The three surviving color episodes were hosted by Michael Landon, Jerry and Gary Lewis (both co-hosted the same episode) and Paul Anka, respectively and featured: the Byrds, and David Winters (Landon), Paul Revere & the Raiders (both Landon and Lewis') the Cyrkle, Lesley Gore, Peter and Gordon (Anka), Gary Lewis & the Playboys, Barry McGuire (Lewis’).

===Dancers===
The show was choreographed by David Winters, who selected and choreographed the Hullabaloo Dancers, a team of four men and six women who appeared on a regular basis. Two of them, Michael Bennett and Donna McKechnie, went on to achieve considerable fame on Broadway. Dancer Patrick Adiarte, who also attempted to launch a solo singing career on the series, went on to play Ho-Jon in the television series M*A*S*H. Another female dancer, model/actress Lada Edmund Jr. (known today as Lada St. Edmund), was best known as one of the caged "go-go girl" dancers in the "Hullabaloo A-Go-Go" segment near the closing sequence of the show. She also had a brief recording career with the singles "I Know Something" and "The Larue." She later co-starred with Jon Voight in the 1969 film Out of It and in Act of Vengeance released in 1974. Dancer Suzanne Charney also had some degree of fame on Broadway as the lead frug dancer in Sweet Charity, reprising her role in the 1969 film as well. David Winters went on to direct or produce over 200 TV shows, specials and films.

==Broadcast history==
The series was originally a one-hour broadcast, airing 8:30–9:30 p.m. on Tuesday. Its first season ran 18 new episodes from January through May 1965 then, from June through August 1965, it featured selected repeats, which aired 10:00–11:00 p.m.
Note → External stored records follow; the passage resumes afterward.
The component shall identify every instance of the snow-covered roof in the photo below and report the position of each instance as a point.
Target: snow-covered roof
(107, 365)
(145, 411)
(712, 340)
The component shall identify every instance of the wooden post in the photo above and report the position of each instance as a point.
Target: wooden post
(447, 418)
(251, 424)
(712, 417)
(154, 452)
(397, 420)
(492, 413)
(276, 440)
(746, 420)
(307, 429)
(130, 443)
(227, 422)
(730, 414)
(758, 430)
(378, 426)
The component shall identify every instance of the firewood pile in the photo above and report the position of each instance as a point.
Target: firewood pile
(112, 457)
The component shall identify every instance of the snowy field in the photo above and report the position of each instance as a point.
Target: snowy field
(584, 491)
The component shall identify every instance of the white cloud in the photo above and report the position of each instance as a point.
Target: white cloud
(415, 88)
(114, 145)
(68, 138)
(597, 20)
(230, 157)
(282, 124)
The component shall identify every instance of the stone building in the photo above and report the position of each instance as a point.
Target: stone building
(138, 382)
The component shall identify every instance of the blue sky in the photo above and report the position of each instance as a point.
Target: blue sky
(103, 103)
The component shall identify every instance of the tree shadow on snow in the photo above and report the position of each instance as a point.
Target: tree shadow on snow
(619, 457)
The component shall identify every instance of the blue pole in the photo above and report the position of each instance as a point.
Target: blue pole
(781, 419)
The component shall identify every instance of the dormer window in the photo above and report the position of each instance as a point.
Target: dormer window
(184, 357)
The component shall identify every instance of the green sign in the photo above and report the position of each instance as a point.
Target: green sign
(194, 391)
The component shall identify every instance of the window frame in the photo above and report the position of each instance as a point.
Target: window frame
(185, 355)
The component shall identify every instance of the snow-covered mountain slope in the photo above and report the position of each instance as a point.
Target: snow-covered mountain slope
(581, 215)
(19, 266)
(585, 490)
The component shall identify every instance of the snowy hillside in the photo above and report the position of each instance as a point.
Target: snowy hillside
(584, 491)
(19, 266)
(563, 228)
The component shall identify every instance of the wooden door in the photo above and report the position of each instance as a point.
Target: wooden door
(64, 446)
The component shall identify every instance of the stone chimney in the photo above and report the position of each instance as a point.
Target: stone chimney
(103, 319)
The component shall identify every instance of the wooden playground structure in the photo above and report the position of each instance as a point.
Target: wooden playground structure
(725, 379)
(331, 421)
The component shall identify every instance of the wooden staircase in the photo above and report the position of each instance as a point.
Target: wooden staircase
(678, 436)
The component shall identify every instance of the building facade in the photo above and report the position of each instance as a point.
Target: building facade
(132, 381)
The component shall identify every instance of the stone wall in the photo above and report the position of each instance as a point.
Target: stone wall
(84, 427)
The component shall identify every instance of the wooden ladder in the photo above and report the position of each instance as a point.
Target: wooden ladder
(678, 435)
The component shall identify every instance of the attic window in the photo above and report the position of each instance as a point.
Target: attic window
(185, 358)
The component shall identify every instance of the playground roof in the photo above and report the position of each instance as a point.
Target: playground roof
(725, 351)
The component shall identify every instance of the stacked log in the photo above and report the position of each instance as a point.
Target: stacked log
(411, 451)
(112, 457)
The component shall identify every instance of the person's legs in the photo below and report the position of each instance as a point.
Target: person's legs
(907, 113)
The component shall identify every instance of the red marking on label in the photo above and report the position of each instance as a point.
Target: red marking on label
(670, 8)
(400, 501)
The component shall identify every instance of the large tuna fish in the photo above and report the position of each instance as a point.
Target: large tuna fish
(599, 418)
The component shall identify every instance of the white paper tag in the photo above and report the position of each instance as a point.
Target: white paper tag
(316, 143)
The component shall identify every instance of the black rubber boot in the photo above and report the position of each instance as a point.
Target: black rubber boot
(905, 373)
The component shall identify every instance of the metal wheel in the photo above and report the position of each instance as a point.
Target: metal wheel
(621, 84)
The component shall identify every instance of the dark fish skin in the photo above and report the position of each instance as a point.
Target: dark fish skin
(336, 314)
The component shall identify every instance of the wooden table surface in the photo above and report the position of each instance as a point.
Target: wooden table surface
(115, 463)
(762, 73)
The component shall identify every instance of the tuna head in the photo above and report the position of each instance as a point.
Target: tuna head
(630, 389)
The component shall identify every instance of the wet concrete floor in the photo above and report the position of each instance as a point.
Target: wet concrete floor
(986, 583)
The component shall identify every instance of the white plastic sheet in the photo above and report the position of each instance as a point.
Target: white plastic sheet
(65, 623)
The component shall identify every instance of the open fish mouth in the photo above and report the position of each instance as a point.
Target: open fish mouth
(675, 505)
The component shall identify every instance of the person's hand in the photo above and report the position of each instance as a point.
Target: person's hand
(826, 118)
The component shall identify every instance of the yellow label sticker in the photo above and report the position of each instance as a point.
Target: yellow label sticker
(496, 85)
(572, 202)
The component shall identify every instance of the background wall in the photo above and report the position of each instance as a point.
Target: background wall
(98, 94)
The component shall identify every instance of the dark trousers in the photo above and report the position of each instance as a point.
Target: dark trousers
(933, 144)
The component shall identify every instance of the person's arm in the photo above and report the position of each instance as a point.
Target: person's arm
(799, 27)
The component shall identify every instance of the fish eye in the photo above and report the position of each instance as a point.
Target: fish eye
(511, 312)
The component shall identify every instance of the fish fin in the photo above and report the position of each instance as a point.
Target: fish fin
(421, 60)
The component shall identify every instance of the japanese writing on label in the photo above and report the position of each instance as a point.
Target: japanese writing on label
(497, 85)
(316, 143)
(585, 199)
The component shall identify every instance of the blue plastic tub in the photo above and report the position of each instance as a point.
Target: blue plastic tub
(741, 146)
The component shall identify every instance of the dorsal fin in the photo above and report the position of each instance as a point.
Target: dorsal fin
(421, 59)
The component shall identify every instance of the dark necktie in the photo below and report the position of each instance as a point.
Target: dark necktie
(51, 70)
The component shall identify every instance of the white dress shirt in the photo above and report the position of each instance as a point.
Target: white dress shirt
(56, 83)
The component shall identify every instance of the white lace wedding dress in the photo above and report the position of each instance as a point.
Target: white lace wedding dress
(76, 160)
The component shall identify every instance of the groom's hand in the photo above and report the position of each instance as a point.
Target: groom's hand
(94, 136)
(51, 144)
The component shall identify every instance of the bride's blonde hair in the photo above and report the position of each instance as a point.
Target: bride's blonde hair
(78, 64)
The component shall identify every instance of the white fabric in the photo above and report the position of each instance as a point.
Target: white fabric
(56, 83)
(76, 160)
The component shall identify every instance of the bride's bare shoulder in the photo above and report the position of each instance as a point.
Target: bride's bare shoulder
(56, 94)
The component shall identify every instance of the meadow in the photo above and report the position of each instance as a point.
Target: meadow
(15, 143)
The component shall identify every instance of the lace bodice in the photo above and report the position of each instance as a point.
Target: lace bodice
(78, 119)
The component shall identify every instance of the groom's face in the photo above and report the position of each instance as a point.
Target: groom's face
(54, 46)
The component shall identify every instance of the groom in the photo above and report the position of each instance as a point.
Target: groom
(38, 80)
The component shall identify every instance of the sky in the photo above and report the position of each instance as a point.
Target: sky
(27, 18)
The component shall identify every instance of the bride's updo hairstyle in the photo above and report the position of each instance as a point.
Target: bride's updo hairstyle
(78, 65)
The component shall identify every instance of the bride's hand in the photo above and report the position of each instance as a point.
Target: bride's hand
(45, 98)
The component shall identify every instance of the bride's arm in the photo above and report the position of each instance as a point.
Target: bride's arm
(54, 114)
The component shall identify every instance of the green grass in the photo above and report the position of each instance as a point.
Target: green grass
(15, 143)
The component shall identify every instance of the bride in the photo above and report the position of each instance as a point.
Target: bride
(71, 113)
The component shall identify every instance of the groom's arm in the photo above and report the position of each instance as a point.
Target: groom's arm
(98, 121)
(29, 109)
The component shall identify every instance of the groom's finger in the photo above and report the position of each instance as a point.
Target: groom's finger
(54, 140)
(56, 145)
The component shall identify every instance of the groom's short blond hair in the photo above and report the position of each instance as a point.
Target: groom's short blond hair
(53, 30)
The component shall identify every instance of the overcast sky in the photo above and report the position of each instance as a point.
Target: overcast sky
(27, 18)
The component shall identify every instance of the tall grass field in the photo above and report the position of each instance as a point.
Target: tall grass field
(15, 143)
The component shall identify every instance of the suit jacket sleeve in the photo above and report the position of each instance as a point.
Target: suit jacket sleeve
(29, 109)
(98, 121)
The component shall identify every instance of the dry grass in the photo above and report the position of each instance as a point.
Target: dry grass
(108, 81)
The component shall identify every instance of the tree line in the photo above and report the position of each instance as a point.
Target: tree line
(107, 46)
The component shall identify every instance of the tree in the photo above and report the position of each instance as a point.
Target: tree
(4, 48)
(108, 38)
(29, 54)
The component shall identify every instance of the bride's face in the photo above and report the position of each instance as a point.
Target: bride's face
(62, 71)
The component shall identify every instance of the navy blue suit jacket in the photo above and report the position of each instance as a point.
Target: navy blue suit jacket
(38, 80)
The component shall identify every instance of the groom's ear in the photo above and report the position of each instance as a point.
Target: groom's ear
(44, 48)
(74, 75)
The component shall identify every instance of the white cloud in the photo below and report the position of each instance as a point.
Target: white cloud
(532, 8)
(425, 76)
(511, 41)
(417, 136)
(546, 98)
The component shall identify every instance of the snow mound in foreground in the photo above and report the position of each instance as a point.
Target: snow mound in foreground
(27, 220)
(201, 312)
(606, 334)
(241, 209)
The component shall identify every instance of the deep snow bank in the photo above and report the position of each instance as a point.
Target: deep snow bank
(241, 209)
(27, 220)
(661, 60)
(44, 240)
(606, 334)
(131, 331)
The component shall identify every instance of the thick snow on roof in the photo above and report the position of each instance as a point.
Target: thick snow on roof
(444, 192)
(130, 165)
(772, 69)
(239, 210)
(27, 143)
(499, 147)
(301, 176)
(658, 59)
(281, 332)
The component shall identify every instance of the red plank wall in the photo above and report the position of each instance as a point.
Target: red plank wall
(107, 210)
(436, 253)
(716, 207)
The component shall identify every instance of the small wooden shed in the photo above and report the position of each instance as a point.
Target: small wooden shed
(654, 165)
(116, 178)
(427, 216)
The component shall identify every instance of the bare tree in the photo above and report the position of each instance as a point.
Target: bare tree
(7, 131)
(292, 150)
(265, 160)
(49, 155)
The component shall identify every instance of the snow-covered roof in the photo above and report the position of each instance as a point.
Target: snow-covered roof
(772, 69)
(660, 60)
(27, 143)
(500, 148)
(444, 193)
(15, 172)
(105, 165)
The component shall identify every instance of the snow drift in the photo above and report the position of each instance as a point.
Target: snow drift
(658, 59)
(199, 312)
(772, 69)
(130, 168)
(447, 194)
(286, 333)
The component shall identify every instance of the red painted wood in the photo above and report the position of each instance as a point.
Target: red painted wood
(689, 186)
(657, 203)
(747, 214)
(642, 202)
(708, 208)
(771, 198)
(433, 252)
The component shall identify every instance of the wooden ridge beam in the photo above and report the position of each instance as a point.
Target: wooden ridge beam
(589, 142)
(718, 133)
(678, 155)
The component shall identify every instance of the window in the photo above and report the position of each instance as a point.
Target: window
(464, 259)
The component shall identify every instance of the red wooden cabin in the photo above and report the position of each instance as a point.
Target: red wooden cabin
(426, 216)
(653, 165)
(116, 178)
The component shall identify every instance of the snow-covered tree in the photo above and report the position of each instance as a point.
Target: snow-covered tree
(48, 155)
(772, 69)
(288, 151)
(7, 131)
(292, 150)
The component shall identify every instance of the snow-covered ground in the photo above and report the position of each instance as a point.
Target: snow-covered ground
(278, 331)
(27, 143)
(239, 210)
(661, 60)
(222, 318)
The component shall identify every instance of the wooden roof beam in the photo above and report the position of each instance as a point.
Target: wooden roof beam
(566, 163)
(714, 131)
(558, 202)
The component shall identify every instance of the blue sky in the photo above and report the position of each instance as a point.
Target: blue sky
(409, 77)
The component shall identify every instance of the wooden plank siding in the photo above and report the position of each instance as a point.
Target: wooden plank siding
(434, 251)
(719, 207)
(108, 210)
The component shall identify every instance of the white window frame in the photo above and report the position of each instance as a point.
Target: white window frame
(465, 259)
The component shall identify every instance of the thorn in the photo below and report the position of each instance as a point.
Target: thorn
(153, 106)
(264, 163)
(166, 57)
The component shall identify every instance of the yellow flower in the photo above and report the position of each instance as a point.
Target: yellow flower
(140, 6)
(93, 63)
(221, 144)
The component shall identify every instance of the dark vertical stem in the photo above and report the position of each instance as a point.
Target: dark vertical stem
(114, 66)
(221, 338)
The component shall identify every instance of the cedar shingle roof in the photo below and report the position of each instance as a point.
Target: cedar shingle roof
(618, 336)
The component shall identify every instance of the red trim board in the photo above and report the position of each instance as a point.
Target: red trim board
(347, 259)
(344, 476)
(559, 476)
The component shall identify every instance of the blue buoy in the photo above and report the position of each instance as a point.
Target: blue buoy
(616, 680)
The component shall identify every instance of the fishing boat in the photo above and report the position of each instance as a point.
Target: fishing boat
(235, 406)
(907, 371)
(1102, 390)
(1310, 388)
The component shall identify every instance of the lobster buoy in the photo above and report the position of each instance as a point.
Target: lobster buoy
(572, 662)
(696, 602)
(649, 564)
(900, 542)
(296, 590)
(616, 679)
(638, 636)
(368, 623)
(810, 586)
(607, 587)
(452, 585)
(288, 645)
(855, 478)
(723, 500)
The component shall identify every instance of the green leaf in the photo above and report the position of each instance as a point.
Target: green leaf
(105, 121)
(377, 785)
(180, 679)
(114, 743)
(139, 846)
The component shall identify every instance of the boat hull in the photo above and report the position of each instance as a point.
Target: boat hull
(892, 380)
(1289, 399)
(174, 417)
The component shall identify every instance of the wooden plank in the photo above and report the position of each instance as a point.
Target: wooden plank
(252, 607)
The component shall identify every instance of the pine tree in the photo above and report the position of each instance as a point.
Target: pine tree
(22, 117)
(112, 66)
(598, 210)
The second season of 30 new episodes ran from September 1965 to April 1966. Reduced to thirty minutes, the episodes aired 7:30–8:00 p.m. on Monday. From May through August 1966 it aired repeats, and was replaced by the sitcom The Monkees in September 1966.

==Availability==
Highlights of many of the segments have been compiled for release in VHS and DVD formats. Additionally, a special entitled "Hullabaloo—a 60's Flashback" has been produced under "My Music" umbrella for use by PBS stations during pledge drives; it premiered in March 2013.

== In popular culture ==
Hullabaloo was mentioned in the lyrics of the 1980 Ramones song "Do You Remember Rock 'n' Roll Radio?":
Do you remember Hullabaloo?
Upbeat, Shindig! and Ed Sullivan, too?
Do you remember rock 'n' roll radio?

The show was also featured in the movie Why Do Fools Fall in Love (1998).

In Quentin Tarantino's 2019 film Once Upon a Time in Hollywood, fictional actor Rick Dalton (Leonardo DiCaprio) appears as a guest host on Hullabaloo, singing the 1956 song "Green Door".